A ditadura de Getúlio Vargas, que tem no Paraná um de seus governadores mais fiéis –Manoel Ribas–, contribui de maneira decisiva para a colonização das regiões Oeste e Sudoeste do Estado. Essa foi a última fronteira na saga paranaense, povoada com mais intensidade a partir do fim da década de 40.
Levado ao poder pela Revolução de 1930, Vargas anulou as concessões de grandes áreas devolutas a empresas particulares, a maioria de capital estrangeiro. As concessões haviam sido dadas pelos governos do final do século 19 e início do 20, a pretexto de ocupar o território e impedir uma eventual invasão argentina. Apesar de se intitularem ‘‘colonizadoras’’, essas empresas só praticavam o extrativismo predatório: a extração de erva-mate e madeira.

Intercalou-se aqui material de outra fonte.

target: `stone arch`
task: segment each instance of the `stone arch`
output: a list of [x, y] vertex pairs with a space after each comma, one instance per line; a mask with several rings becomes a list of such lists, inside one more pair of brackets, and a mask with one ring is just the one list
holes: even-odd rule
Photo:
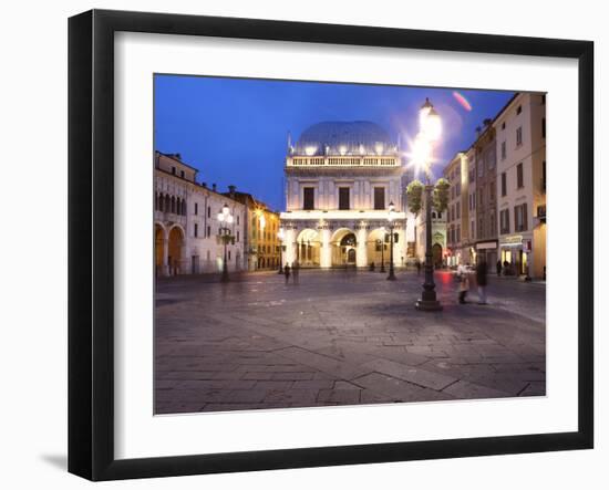
[[296, 238], [296, 260], [301, 267], [319, 267], [321, 234], [318, 230], [306, 228]]
[[368, 263], [374, 262], [375, 267], [380, 267], [382, 262], [389, 263], [389, 243], [384, 242], [388, 230], [383, 227], [373, 229], [368, 234], [367, 251]]
[[179, 225], [174, 225], [167, 232], [167, 265], [169, 275], [180, 274], [186, 270], [186, 233]]
[[432, 247], [432, 261], [434, 264], [434, 268], [440, 269], [442, 267], [442, 246], [440, 243], [434, 243]]
[[161, 222], [154, 223], [154, 271], [156, 275], [167, 273], [167, 229]]
[[358, 240], [355, 232], [349, 228], [339, 228], [332, 233], [330, 239], [332, 267], [342, 267], [354, 263], [354, 254], [351, 250], [357, 250]]

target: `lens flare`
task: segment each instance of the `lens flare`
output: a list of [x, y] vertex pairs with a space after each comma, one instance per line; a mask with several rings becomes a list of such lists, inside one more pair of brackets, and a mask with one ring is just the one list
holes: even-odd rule
[[465, 111], [472, 111], [472, 104], [465, 98], [462, 94], [458, 92], [453, 92], [453, 97], [455, 97], [455, 101], [458, 102], [458, 104], [465, 110]]

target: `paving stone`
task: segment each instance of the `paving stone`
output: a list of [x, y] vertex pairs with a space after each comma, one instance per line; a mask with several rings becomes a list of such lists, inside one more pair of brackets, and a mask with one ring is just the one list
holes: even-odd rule
[[450, 394], [442, 394], [433, 389], [423, 388], [412, 383], [380, 373], [367, 374], [355, 383], [371, 392], [389, 397], [394, 402], [429, 402], [452, 399]]
[[321, 389], [318, 403], [336, 403], [339, 405], [357, 405], [360, 403], [361, 389]]
[[414, 309], [421, 278], [401, 270], [302, 270], [297, 288], [273, 273], [197, 279], [157, 281], [157, 413], [545, 393], [543, 286], [489, 278], [492, 304], [462, 307], [438, 280], [444, 310], [429, 314]]
[[508, 393], [464, 380], [458, 380], [446, 387], [444, 393], [462, 399], [500, 398], [509, 396]]
[[364, 364], [362, 367], [371, 368], [378, 373], [389, 374], [393, 377], [435, 390], [441, 390], [456, 380], [453, 376], [386, 359], [372, 361], [371, 363]]

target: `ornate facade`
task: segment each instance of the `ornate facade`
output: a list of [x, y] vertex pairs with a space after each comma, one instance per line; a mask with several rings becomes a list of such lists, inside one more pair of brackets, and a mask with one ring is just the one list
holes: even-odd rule
[[395, 265], [406, 260], [399, 145], [370, 122], [326, 122], [288, 140], [283, 263], [328, 269], [389, 261], [394, 205]]

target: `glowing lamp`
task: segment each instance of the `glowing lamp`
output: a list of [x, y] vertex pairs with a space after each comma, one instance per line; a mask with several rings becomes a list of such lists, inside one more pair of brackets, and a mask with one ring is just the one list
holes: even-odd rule
[[393, 201], [389, 204], [389, 216], [388, 221], [392, 222], [395, 219], [395, 206], [393, 205]]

Nos anos 40, Manoel Ribas iniciou uma guerra judicial contra as concessionárias, que, com a cumplicidade dos governos anteriores, haviam se apossado de 59 mil quilômetros quadrados –mais de um quarto do território paranaense. Anos antes, o interventor fundara sete colônias nas áreas em processo de retomada.
A colonização é feita por uma corrente migratória vinda do sul: colonos gaúchos e catarinenses que, em sua maioria, formam a segunda geração de imigrantes italianos, alemães e poloneses que se instalaram no País. Esse processo atinge seu auge na década de 50, quando o Rio Grande do Sul já inicia a latifundiarização de sua área rural, com a expulsão de agricultores do campo. Os gaúchos e catarinenses são parte significativa dos 120 migrantes de outros Estados que o Paraná receberia entre as décadas de 50 e 60.
Os colonos estabelecem no Oeste-Sudoeste inicialmente uma agricultura de subsistência. Depois, partiriam para o cultivo de grandes áreas com produtos para a exportação. Nesse processo, novas empresas colonizadoras têm papel preponderante, demarcando lotes rurais de pequeno porte (20 alqueires, em média) e abrindo cidades. A principal delas seria a Industrial Madeireira e Colonizadora Rio Paraná S/A (Maripá). De capital gaúcho, a Maripá compra 124 mil alqueires. Nessa área surgiriam ricos municípios do Oeste do Estado, entre eles Toledo e Marechal Cândido Rondon.